Billionaire Ron Baron tells investors how they can beat computer traders

Individual investors should not throw in the towel, thinking they can’t beat the widespread computer trading on Wall Street, billionaire buy-and-hold investor Ron Baron told CNBC on Friday.

The complex algorithms create a high-tech herd mentality in stocks on a daily basis, Baron said. He added that people who do their homework on companies with bright futures can profit in the long run.

Baron appeared on “Squawk Box” from the sidelines of his annual investment conference in New York.

Baron said when he sees stocks all going up one day and all down the next, that’s not trading on fundamentals. “That’s trading on computers. The computers are making stocks go up and down.”
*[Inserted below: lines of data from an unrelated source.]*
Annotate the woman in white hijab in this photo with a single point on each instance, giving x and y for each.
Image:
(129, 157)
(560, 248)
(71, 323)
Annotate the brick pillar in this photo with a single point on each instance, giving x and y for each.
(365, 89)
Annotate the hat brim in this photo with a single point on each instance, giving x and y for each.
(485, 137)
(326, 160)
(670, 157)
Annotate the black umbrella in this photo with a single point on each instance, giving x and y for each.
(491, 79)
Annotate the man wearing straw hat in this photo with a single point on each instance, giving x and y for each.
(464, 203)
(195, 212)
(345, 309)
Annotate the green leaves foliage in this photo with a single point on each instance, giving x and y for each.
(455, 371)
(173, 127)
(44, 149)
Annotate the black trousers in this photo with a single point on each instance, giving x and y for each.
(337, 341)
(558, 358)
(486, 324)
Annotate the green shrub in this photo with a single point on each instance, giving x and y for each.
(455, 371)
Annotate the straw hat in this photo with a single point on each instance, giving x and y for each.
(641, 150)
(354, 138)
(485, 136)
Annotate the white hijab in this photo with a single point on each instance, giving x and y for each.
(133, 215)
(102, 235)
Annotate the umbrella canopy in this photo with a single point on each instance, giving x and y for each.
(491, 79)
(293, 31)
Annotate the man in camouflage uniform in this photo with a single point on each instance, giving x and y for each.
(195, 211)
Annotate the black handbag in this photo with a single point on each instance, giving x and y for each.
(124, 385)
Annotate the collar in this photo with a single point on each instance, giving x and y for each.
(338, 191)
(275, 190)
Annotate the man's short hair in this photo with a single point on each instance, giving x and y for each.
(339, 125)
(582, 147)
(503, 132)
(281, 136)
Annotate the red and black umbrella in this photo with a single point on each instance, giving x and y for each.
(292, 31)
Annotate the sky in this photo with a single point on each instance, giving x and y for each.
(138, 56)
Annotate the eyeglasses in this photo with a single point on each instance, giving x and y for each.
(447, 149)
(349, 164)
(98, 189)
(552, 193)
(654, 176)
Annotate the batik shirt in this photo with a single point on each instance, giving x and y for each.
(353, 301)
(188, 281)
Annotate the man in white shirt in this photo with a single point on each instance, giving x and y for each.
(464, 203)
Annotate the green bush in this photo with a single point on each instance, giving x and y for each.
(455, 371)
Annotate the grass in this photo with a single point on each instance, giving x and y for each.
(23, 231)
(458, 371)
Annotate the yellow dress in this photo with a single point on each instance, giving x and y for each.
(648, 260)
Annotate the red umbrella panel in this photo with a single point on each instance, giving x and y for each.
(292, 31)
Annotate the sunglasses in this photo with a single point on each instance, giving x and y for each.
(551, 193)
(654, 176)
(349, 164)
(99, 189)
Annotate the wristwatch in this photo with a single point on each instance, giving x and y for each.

“If everything trades together … [and] you can figure out which businesses will become much different in the future than they are today, much bigger than they are today, that’s opportunity,” said the founder of Baron Capital, which has nearly $21 billion in assets under management.

Baron also reiterated a theme he’s touched on in previous CNBC interviews: the power of compound interest. “Everyone’s lifestyle has improved six fold net since 1930,” he said.

He believes that trend is going to happen again, saying that’s why he holds the stocks he invests in for so long.

“Baron Growth Fund the average holding period is 12 years,” he said. “The average holding period for most mutual funds is a year, a year and a quarter; hedge funds days, weeks, months, seconds, nanoseconds, milliseconds.”

“We have a very long perspective that sees us through very difficult times,” Baron said.